TL;DR: Polskie firmy muszą czekać nawet 10 miesięcy na zwrot VAT z Niemiec, bo odsetki które niemiecki urząd skarbowy musi płacić za opóźnienia są ponad 2x niższe niż stopy procentowe strefy EUR. Powoduje to że Niemcom opłaca się wydłużać czas zwrotu w nieskończoność bo zwyczajnie na tym zarabiają. Jest to kolejny gwóźdź do trumny polskiej branży transportowej. Państwo Polskie ma to gdzieś, Komisja Europejska także.
Sprawa moim zdaniem jest skandalem, będę bardzo wdzięczny za jej nagłośnienie.
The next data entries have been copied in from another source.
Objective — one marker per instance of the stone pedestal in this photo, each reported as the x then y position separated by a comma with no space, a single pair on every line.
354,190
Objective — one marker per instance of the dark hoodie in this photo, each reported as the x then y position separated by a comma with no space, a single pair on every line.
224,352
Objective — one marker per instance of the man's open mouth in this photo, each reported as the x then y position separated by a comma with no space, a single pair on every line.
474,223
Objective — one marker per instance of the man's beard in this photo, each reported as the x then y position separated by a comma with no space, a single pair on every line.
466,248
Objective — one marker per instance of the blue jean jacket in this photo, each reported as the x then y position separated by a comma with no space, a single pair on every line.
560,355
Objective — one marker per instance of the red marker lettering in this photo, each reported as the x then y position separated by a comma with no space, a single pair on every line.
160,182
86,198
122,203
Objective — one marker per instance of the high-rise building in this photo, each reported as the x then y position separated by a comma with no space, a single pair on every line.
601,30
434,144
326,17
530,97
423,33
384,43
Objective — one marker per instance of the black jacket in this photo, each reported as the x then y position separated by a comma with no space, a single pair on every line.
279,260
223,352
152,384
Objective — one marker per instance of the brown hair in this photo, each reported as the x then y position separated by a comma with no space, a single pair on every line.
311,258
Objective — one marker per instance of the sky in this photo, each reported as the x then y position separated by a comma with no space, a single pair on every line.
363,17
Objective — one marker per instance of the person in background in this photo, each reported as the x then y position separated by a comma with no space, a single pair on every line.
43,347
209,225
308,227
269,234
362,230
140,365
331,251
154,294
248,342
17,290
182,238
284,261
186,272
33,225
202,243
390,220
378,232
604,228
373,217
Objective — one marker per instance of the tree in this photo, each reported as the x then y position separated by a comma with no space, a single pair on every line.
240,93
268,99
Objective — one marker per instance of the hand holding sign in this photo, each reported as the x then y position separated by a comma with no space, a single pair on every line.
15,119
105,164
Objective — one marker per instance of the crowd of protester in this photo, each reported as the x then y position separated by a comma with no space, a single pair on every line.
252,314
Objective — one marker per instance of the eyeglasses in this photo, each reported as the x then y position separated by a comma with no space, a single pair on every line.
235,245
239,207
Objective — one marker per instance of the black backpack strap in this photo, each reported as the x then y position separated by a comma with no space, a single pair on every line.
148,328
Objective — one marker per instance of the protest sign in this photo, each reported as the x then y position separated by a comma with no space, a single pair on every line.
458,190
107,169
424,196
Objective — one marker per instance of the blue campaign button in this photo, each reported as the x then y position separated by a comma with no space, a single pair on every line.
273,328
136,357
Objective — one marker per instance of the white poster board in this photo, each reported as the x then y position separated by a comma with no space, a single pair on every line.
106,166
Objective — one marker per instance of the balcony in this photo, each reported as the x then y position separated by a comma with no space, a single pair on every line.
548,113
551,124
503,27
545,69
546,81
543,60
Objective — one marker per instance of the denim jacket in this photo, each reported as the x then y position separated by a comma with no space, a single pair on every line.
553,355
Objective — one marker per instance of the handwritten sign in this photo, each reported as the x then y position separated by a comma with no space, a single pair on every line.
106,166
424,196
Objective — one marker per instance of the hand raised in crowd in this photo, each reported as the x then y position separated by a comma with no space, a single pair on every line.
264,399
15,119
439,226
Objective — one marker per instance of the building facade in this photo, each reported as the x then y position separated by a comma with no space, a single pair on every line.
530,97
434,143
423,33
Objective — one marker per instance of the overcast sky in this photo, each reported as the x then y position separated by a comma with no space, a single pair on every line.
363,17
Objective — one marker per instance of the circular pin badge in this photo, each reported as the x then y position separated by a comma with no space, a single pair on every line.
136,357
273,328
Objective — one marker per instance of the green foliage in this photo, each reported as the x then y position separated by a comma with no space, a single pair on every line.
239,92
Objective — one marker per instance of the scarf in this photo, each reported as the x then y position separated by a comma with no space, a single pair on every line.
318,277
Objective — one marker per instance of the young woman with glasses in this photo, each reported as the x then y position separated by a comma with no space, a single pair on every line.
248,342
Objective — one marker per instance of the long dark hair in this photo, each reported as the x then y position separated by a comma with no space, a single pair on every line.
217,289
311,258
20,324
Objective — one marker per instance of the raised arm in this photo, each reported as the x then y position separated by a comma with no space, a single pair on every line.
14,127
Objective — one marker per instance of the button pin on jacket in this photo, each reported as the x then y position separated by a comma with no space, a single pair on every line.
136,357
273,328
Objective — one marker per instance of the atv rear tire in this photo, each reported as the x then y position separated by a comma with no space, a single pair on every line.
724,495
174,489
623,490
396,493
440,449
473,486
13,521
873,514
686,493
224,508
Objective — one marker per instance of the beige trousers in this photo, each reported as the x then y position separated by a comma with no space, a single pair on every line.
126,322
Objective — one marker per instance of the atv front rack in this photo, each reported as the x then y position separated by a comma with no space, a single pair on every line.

Pracuję w biurze rachunkowym pomagającym uzyskać zwrot VAT z krajów UE. Z usługi tej korzystają przede wszystkim firmy transportowe, które płacą za paliwo zakupione za granicą i dlatego nie mogą odliczyć sobie zapłaconego tam podatku VAT w polskiej deklaracji VAT.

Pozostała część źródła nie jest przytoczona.